Ha saputo dimostrare unità e decisionismo e velocità in momenti di crisi come la storia recente ha dimostrato.
L’acquisto comune di vaccini, durante il Covid-19, l’emissione di Eurobond per finanziare la ricostruzione post pandemia, le decisioni unanimemente (o quasi) prese per difendere l’indipendenza dell’Ucraina, dimostrano che, sottoposti ad una situazione di stress, anche i politici europei sanno decidere ed agire con la velocità necessaria.
Nella competizione economica, e sullo sfondo militare, tra Cina e Stati Uniti, l’Europa deve giocare la sua partita con una buona dose di autonomia.
Nel medio periodo la sfida per l’Europa è dunque mantenere la competitività internazionale. Innanzi tutto sul tema della difesa comune. Un tema su cui da oltre un quarto di secolo ci si confronta, tutti convinti della necessità di una scelta, non ancora tutti disponibili a cedere questo elemento di sovranità nazionale. Pensate come sarebbe l’Europa oltre che con una moneta unica anche con una difesa comune. Sarebbe un passo straordinario verso un’Unione più salda e più forte.

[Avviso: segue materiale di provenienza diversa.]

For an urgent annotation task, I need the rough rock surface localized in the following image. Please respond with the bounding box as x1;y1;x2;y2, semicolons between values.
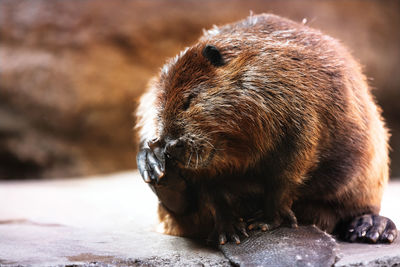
0;171;399;266
0;223;229;266
1;0;400;179
336;241;400;267
0;172;229;266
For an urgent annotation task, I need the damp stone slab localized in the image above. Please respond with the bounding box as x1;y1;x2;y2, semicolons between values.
0;171;399;266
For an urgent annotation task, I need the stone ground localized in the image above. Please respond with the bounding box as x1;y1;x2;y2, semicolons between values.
0;171;399;266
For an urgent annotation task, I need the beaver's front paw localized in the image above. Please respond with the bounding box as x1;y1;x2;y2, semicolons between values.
137;141;192;215
209;218;249;245
247;207;298;232
340;214;397;243
137;143;165;184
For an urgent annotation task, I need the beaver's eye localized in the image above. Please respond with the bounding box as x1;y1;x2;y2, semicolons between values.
183;94;195;110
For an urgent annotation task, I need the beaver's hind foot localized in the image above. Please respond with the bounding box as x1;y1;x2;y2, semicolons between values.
340;214;397;243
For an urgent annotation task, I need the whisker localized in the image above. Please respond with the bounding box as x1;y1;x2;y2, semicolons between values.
203;138;225;151
187;150;193;168
204;139;215;149
196;150;199;169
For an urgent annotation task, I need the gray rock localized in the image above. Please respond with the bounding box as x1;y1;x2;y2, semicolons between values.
0;223;229;267
335;239;400;267
0;172;399;266
0;172;229;267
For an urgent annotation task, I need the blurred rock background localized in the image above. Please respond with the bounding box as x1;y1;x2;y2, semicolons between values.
0;0;399;179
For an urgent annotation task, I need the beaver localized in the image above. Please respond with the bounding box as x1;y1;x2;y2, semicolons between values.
136;13;397;245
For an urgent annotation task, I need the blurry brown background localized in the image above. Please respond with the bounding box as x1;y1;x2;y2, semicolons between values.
1;0;399;179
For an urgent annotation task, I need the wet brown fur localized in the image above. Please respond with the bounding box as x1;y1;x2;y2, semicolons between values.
136;14;389;238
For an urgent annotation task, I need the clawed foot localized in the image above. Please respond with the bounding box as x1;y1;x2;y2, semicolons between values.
247;207;298;232
210;218;249;245
341;214;398;243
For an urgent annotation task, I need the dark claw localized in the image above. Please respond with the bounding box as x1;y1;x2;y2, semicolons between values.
282;207;298;228
240;229;249;237
235;221;249;237
137;149;148;178
366;231;380;243
355;215;373;239
142;170;151;183
219;234;227;245
261;224;269;231
231;234;241;244
146;149;164;181
380;219;397;243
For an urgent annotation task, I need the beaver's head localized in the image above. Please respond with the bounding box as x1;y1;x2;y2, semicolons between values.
153;42;278;174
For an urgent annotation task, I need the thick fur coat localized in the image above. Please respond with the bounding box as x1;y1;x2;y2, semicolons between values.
136;14;396;244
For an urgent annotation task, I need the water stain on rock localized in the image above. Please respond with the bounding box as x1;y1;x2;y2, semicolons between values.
67;253;116;264
0;259;17;265
0;219;63;227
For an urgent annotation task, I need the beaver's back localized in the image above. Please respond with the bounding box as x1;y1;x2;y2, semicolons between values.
200;14;389;231
199;14;389;231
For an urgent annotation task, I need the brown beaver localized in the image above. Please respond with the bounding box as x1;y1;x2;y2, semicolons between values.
136;13;397;245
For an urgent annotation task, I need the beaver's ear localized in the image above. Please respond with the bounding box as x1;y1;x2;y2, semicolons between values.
202;45;225;67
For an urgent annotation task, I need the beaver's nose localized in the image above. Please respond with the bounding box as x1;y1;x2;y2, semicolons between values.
164;139;185;160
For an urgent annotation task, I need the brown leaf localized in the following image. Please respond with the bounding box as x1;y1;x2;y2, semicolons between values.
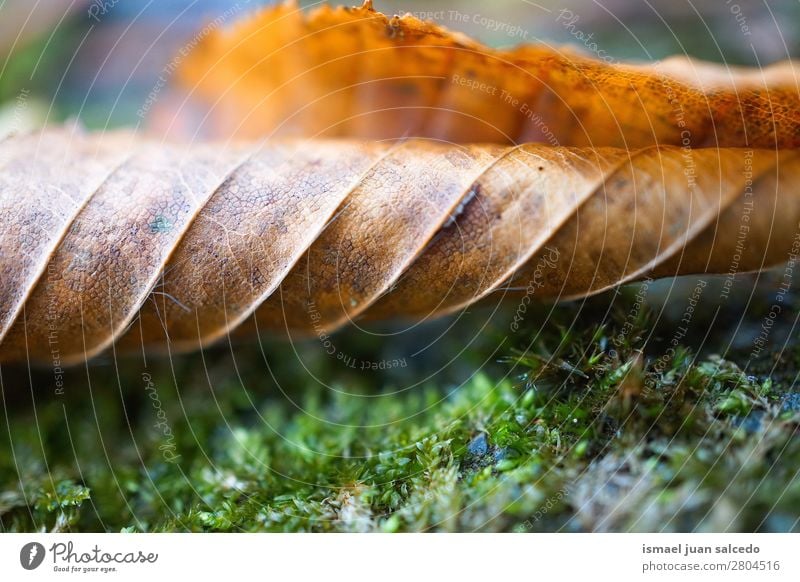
176;1;800;148
1;2;799;363
0;129;797;363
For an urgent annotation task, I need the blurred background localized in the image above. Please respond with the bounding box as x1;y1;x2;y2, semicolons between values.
1;0;799;133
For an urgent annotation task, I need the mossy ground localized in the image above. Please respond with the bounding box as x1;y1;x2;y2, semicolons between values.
1;274;799;532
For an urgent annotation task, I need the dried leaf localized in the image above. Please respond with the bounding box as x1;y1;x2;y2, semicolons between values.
0;129;797;363
1;2;799;363
177;1;800;148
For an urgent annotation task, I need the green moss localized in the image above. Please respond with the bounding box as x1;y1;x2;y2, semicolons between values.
1;278;799;532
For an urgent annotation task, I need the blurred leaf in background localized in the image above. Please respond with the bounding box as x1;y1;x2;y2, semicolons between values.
2;0;799;132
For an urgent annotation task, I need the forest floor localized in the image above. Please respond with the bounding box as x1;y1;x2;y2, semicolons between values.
1;274;799;532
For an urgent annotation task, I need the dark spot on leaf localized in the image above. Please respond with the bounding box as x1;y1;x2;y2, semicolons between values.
149;215;173;234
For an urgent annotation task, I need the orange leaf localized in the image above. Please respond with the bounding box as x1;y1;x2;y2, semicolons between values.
177;1;800;148
1;2;798;363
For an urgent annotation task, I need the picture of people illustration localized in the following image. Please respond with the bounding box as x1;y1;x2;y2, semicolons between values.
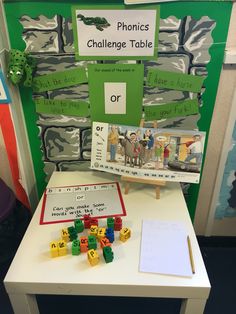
106;124;205;174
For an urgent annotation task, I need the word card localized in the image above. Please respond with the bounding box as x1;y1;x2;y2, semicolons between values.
40;182;126;225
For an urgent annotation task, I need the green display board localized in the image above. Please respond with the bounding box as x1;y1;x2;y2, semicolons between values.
4;0;232;221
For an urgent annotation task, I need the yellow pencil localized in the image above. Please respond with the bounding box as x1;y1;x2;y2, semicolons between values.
187;236;195;274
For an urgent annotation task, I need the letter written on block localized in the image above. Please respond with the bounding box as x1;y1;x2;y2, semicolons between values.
50;241;59;258
58;240;68;256
106;228;115;243
103;246;114;263
61;228;69;242
74;219;84;233
90;225;98;237
80;236;88;252
97;227;106;240
72;239;80;255
90;218;98;226
107;217;115;229
87;249;99;266
114;217;122;231
83;215;91;228
120;227;131;242
88;235;97;250
100;237;111;249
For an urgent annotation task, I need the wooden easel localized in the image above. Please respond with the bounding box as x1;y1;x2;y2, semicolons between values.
121;119;166;199
121;176;166;199
139;118;158;129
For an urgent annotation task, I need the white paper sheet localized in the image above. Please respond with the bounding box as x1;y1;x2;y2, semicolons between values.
139;220;193;277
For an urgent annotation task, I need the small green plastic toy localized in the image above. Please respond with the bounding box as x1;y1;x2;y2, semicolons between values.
77;14;110;31
7;49;36;87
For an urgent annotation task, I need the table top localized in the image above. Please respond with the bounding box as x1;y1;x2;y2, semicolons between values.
4;171;210;299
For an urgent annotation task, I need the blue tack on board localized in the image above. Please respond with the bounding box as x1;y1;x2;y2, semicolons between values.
0;70;11;104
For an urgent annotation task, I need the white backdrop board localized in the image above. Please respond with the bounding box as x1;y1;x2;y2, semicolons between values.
40;182;126;224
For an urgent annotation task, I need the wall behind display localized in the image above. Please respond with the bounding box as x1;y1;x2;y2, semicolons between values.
4;1;232;219
215;122;236;219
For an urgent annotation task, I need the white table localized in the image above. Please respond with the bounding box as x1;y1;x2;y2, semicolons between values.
4;171;211;314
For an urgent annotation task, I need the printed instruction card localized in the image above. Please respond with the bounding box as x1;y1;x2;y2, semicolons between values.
40;182;126;225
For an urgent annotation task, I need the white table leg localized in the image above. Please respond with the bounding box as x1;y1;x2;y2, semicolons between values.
8;293;39;314
180;298;207;314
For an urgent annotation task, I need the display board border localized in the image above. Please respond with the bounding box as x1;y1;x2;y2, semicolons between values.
4;1;233;220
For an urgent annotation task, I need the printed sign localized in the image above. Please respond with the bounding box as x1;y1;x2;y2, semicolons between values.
91;122;206;184
144;99;199;121
147;69;205;93
72;6;160;60
34;98;90;117
105;82;127;114
32;67;88;92
40;182;126;225
88;64;144;125
0;70;11;104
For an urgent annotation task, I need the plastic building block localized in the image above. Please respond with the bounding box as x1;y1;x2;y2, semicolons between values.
83;214;91;229
114;217;122;231
80;236;88;253
107;217;114;229
88;235;97;250
90;225;98;237
106;228;115;243
74;219;84;233
120;227;131;242
90;218;98;227
68;226;78;241
100;237;111;249
50;241;59;258
61;228;70;242
97;227;106;241
103;246;114;263
58;240;68;256
72;239;81;256
87;249;99;266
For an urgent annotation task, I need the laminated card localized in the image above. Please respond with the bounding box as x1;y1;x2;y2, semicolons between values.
91;122;206;184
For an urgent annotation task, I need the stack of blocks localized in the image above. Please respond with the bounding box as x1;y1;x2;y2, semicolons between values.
49;215;131;266
50;240;67;257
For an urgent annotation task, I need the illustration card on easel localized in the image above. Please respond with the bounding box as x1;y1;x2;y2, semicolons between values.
72;5;159;60
91;122;206;184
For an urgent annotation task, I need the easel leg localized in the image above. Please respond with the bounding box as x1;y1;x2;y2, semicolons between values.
124;183;130;195
156;186;160;199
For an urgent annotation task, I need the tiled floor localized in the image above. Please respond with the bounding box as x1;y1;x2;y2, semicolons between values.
1;237;236;314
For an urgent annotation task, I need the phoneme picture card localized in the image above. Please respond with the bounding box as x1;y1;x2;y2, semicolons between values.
40;182;126;225
91;122;206;184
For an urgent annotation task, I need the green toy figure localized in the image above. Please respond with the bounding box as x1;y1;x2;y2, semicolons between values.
7;49;36;87
77;14;110;31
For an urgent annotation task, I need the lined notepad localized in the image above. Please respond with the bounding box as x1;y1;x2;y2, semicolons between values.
139;220;193;277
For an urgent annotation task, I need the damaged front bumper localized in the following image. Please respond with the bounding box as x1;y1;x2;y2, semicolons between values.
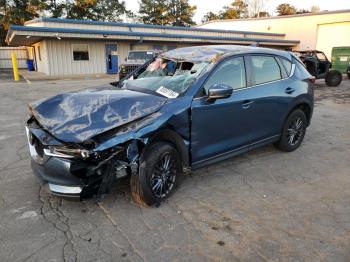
25;125;139;200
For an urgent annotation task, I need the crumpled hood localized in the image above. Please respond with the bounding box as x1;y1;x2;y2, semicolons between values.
30;86;166;143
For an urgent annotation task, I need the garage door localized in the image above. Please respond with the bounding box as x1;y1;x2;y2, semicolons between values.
316;22;350;59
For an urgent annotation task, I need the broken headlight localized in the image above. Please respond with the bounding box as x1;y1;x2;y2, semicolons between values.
45;146;90;159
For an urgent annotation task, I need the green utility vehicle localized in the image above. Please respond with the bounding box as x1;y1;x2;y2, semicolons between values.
331;47;350;79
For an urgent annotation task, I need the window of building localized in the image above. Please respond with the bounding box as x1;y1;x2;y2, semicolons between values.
251;56;281;85
203;57;246;94
72;44;89;61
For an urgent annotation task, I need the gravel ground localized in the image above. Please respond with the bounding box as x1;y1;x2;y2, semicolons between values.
0;76;349;262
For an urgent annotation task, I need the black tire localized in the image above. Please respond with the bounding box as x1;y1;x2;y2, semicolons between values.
130;142;182;206
275;109;307;152
325;70;342;87
347;73;350;80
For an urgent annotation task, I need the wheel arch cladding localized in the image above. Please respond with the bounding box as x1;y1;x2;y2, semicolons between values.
289;103;312;125
142;129;190;170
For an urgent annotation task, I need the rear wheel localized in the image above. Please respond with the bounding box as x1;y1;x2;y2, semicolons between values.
275;109;307;152
325;70;342;86
130;142;181;206
347;73;350;80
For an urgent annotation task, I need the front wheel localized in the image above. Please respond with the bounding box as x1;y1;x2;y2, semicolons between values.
325;70;342;87
275;109;307;152
130;142;182;206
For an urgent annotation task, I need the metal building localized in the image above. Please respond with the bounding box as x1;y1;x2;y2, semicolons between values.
6;17;299;76
0;47;28;69
198;9;350;59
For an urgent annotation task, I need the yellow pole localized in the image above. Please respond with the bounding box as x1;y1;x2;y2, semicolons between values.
11;53;19;81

Inutile perdersi dietro a chi vede in questo una deriva militarista. Vale tuttavia almeno la pena di spiegare che l’aumento in ordine sparso delle spese militari nazionali, all’inseguimento di improbabili percentuali proposte, minacciate o imposte, avrebbe impatti molto peggiori sui bilanci dei singoli Stati. Ma è anche sul tema delle grandi piattaforme digitali, sui sistemi delle telecomunicazioni satellitari che l’Europa deve decidere e non attendere oltre. E’ costretta a farlo per non rimanere soffocata dalle prepotenze di pochissimi ricchissimi imprenditori privati.
Le informazioni, i dati, le conoscenze determinano già nel presente, ancora di più lo faranno nel futuro, la cifra del livello di democrazia di ogni comunità.
Come la storia recente ci ha insegnato l’Europa per svegliarsi dal suo torpore ha bisogno di una sveglia potente.
L’insediamento di Trump potrebbe avere la suoneria giusta.
Tuttavia ci sono responsabilità importanti che cadono sulle spalle di noi europei.
A Bruxelles servono ambizione, coraggio e leadership.
A tutti noi serve una buona dose di sano patriottismo. Patriottismo europeo.